Contributing
Sovrium is built in the open and welcomes contributions. Whether you are fixing a typo, improving the documentation, reporting a bug, or proposing a feature, this page explains how to get started.
Ways to contribute
- Report a bug or request a feature — open an issue on GitHub with a clear description and, where possible, a minimal reproduction.
- Improve the documentation — these docs are part of the repository; corrections and clarifications are always welcome.
- Submit a pull request — implement a fix or feature and open a PR for review (requires certification — see below).
Becoming a certified contributor
Opening issues and reporting bugs is open to everyone. Submitting code, however, requires becoming a certified contributor. To get certified, contact us at contribute@sovrium.com and we will guide you through the process.

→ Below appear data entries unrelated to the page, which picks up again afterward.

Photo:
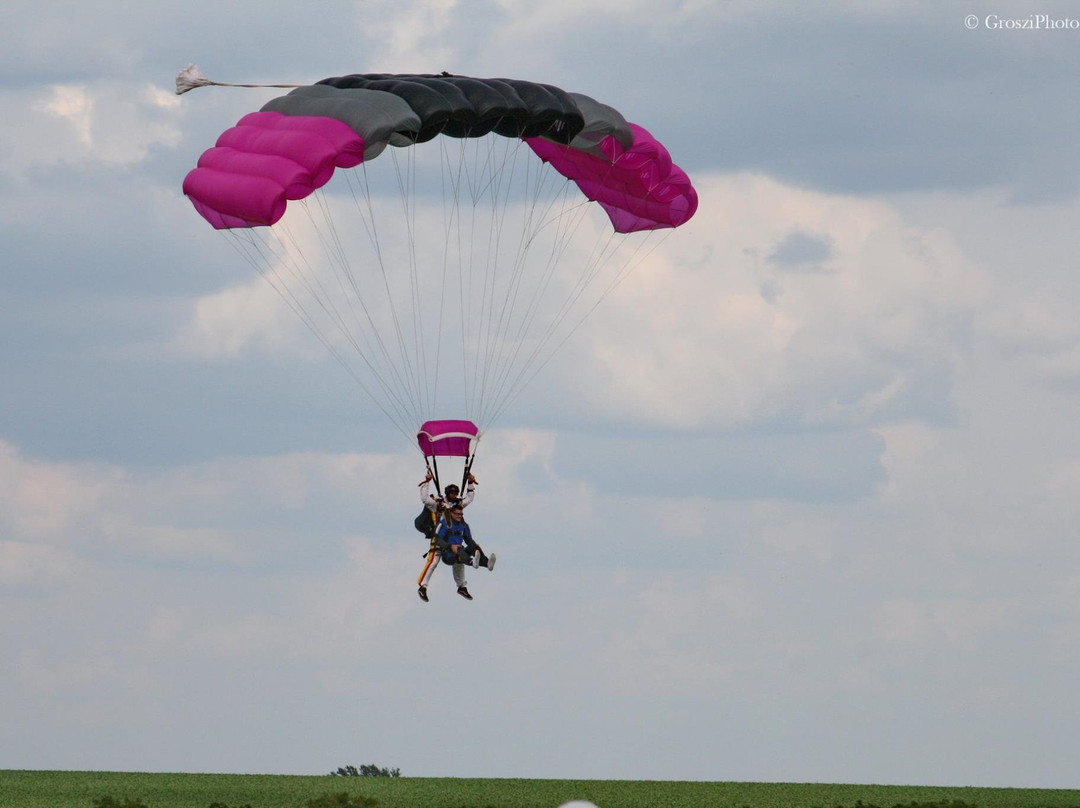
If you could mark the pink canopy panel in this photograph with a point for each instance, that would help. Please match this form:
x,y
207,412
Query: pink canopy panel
x,y
447,439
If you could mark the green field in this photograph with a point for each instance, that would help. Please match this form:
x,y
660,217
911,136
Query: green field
x,y
81,789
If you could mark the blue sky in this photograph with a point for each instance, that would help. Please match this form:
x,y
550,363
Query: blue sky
x,y
797,502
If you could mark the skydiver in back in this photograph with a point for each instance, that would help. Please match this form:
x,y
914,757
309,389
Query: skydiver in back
x,y
443,523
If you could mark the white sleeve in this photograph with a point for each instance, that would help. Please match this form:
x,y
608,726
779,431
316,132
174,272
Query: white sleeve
x,y
429,501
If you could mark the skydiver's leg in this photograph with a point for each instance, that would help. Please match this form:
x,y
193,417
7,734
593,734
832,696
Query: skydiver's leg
x,y
476,556
429,567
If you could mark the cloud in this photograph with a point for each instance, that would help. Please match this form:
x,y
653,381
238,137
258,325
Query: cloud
x,y
85,126
743,341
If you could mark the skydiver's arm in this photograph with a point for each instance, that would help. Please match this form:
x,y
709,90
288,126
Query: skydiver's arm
x,y
470,492
426,497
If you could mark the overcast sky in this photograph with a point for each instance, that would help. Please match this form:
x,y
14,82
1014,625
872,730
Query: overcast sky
x,y
798,502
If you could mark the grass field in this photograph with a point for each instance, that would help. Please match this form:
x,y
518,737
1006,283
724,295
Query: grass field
x,y
81,789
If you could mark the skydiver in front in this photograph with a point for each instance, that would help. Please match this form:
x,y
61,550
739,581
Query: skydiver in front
x,y
453,542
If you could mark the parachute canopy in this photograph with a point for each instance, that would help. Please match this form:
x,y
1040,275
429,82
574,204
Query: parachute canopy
x,y
294,144
447,439
445,272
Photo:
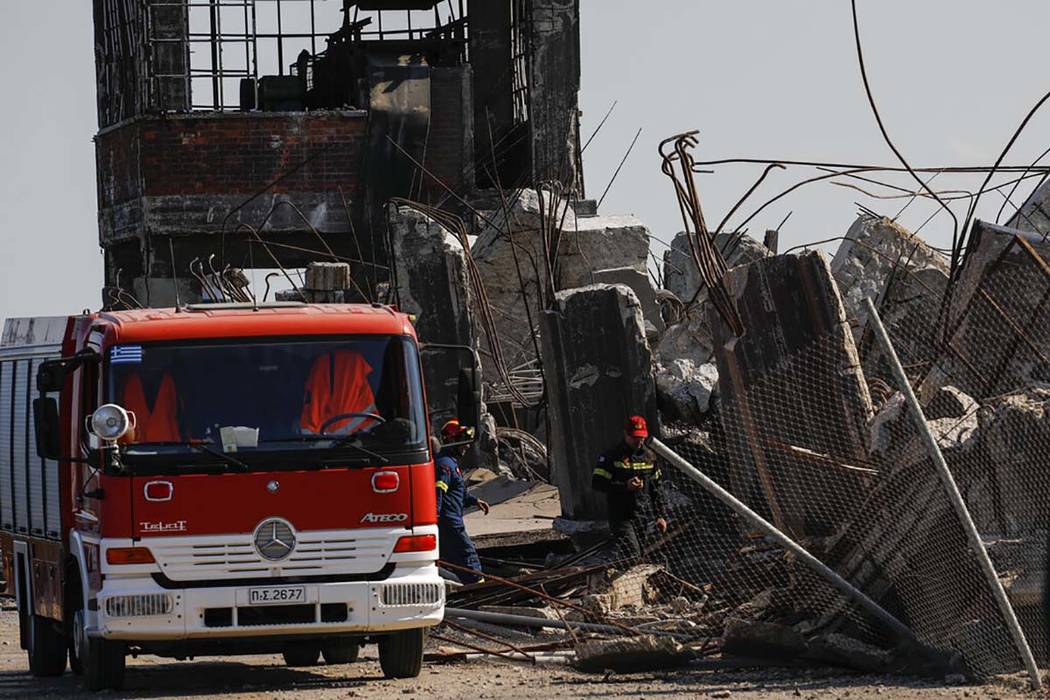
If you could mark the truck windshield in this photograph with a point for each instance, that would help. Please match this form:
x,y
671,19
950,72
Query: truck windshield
x,y
255,400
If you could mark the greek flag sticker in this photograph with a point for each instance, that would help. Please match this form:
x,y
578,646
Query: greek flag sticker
x,y
125,355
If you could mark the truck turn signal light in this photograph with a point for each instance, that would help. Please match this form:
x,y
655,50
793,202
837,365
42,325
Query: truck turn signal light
x,y
129,555
416,544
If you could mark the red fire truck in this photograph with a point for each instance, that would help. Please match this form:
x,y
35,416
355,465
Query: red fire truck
x,y
218,479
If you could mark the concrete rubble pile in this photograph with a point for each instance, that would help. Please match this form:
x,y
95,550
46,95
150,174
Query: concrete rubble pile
x,y
798,418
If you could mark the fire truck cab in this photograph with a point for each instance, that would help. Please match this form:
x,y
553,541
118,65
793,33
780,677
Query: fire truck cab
x,y
218,479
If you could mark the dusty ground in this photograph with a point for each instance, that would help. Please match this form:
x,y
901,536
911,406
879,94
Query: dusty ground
x,y
265,677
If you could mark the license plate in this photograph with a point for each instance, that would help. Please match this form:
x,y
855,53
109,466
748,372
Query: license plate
x,y
276,596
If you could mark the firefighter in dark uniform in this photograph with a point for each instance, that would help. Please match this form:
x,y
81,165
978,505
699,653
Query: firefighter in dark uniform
x,y
630,481
454,544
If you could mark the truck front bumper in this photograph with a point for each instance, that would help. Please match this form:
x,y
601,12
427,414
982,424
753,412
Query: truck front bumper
x,y
138,609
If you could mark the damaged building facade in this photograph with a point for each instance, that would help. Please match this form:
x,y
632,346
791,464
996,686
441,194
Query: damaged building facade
x,y
426,154
271,134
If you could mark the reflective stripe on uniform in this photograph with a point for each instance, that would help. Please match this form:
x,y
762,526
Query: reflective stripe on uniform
x,y
633,466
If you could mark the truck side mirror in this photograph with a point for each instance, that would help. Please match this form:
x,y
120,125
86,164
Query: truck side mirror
x,y
51,375
45,416
468,397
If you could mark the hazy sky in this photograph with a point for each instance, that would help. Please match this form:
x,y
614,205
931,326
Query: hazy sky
x,y
759,78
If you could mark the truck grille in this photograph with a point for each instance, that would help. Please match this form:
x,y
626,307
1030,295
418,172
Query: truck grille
x,y
411,594
139,606
235,556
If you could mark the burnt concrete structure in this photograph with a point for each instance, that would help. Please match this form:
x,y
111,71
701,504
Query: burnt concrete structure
x,y
795,404
226,124
432,282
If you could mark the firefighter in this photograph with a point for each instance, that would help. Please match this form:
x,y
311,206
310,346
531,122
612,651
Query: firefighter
x,y
456,546
630,481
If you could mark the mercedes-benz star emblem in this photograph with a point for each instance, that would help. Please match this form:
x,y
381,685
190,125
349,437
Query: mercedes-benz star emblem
x,y
275,539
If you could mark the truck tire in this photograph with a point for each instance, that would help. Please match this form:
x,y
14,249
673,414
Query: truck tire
x,y
47,648
301,656
342,651
103,660
401,654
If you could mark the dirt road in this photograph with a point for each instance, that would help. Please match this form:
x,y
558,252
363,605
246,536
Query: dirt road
x,y
265,677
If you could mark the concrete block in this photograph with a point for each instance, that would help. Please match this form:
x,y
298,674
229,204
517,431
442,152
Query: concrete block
x,y
599,370
795,402
637,281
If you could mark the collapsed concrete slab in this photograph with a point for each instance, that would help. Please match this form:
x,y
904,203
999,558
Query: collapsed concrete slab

We introduced this step deliberately. The volume of unsolicited, AI-generated pull requests has made open contribution unsustainable for many projects — maintainers end up spending more time triaging low-effort, machine-written patches than building. Certification lets us:
- Keep review capacity for real work — we are not overwhelmed by a flood of automated, drive-by PRs.

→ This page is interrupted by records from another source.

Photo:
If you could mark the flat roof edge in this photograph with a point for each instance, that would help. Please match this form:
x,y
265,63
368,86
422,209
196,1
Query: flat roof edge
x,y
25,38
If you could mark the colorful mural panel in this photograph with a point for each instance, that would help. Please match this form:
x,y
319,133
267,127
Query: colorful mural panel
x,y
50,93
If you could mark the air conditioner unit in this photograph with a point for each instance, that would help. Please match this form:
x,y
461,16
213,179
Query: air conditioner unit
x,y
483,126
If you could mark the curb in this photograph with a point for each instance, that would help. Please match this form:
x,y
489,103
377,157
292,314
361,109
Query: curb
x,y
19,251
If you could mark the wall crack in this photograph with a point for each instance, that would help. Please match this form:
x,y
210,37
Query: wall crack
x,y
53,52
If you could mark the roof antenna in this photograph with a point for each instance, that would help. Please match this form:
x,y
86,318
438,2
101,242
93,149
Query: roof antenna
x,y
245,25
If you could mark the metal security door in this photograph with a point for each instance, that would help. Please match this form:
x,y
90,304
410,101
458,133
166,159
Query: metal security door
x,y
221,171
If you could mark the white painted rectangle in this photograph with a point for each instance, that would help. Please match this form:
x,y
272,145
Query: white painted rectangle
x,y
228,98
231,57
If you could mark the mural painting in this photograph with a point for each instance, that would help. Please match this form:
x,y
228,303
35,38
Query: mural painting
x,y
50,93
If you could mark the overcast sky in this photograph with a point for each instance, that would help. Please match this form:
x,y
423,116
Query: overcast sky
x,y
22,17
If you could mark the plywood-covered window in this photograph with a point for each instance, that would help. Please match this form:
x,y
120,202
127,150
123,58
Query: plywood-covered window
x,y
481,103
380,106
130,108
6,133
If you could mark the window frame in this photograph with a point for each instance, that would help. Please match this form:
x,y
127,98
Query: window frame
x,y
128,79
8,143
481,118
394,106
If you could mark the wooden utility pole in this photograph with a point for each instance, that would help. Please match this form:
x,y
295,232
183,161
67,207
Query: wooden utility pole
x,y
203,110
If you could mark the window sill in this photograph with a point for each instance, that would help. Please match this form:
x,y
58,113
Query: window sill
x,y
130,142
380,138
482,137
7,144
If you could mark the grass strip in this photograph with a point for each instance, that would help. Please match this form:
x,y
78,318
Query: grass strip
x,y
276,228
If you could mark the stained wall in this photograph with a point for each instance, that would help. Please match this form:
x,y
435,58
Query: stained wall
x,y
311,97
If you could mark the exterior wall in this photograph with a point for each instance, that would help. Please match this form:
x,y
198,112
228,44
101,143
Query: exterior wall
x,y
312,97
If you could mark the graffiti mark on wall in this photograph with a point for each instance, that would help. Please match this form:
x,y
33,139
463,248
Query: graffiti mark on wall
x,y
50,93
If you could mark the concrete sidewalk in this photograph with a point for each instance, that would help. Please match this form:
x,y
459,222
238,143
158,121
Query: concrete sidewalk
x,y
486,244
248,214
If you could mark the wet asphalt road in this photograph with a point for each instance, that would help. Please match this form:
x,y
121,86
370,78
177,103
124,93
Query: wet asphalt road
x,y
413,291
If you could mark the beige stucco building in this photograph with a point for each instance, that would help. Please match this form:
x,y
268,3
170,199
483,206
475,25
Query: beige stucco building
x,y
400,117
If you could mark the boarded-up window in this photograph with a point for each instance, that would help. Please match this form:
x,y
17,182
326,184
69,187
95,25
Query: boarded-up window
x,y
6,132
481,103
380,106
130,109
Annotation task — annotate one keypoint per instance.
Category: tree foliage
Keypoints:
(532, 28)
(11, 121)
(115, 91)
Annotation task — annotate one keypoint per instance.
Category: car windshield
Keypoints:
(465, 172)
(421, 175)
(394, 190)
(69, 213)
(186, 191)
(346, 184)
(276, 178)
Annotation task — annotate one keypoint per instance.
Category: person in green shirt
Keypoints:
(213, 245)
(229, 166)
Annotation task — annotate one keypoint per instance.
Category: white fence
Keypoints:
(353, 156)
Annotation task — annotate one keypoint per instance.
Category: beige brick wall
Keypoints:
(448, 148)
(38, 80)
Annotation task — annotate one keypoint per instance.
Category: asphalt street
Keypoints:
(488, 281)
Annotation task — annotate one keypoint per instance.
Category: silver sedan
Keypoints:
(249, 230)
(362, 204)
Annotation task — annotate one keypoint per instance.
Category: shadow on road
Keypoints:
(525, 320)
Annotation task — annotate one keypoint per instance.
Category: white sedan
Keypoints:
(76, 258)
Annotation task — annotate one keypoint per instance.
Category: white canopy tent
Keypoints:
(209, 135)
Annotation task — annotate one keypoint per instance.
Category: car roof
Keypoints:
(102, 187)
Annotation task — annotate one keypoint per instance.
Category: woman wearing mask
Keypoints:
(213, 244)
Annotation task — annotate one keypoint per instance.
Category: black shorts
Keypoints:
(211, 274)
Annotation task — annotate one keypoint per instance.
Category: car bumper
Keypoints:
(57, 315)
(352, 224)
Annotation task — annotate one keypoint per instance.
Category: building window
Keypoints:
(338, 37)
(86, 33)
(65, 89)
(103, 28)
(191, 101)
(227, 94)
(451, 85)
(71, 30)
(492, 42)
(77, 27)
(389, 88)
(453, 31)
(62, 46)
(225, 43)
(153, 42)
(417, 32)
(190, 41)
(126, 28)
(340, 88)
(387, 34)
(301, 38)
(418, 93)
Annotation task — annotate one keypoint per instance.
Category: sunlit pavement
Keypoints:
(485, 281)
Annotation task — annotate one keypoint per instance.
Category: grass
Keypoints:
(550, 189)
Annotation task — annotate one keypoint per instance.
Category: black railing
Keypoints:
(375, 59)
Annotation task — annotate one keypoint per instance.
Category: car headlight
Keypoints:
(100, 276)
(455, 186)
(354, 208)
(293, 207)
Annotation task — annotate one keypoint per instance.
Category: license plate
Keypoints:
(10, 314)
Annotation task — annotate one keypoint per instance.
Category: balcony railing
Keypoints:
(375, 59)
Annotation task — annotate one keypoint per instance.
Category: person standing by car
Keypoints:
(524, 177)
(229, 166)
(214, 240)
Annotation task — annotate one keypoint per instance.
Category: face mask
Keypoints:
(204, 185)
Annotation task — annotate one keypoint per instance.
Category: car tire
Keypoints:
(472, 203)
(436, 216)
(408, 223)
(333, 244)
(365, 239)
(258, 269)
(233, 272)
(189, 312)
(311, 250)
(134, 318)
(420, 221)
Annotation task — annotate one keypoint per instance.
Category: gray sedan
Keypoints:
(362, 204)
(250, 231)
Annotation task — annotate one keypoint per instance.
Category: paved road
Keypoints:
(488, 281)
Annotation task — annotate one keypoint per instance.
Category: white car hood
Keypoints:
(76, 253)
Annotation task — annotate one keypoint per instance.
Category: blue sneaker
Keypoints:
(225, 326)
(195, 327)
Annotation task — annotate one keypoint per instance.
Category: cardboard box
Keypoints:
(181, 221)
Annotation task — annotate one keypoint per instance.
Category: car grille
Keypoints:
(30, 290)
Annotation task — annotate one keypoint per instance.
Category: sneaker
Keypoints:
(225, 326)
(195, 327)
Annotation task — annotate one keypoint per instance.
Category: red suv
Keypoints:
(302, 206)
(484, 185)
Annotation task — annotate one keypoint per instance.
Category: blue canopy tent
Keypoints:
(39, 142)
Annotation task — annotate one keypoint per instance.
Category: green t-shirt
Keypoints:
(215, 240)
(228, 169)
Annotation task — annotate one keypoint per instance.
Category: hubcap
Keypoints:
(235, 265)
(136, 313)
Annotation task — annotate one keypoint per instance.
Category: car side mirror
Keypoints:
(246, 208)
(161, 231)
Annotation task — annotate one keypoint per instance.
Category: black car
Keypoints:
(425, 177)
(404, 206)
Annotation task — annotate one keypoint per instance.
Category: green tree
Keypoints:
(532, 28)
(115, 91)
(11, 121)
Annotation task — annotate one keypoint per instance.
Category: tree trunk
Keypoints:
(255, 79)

- Guarantee a high-quality contributor community — certified contributors understand the codebase, the architecture, and the standards before they ship.
Certification is not a paywall and not a popularity contest — it is a short conversation to confirm you are a person who will contribute thoughtfully. Once certified, your pull requests are reviewed and merged like any other.
Before you start
- Search existing issues and pull requests to avoid duplicating work.
- For anything non-trivial, open an issue first to discuss the approach before writing code — it saves everyone time.
- By contributing, you agree that your contribution is licensed under the project's Business Source License 1.1.
Development setup
Sovrium runs on Bun (1.3+). Clone the repository and install dependencies:
git clone https://github.com/sovrium/sovrium
cd sovrium
bun install
Run the app from source:
bun run start path/to/your/app.ts
Validate a configuration file against the schema:
bun run src/cli/index.ts validate path/to/your/app.ts
Coding standards
- TypeScript throughout, written for the Bun runtime.
- Conventional commits — prefix messages with
feat:,fix:,docs:,refactor:,chore:, etc. - Keep changes focused — one logical change per pull request makes review faster.
- Match the surrounding code style; the repository's formatter and linter define the conventions.
Submitting a pull request
- Fork the repository and create a topic branch.
- Make your change with a clear, conventional commit message.
- Open a pull request describing what changed and why.
- Respond to review feedback — maintainers will help shepherd the change to merge.
Trademark note
Contributing code does not grant any right to the Sovrium name or logo. See the Trademark page for how the brand may be used.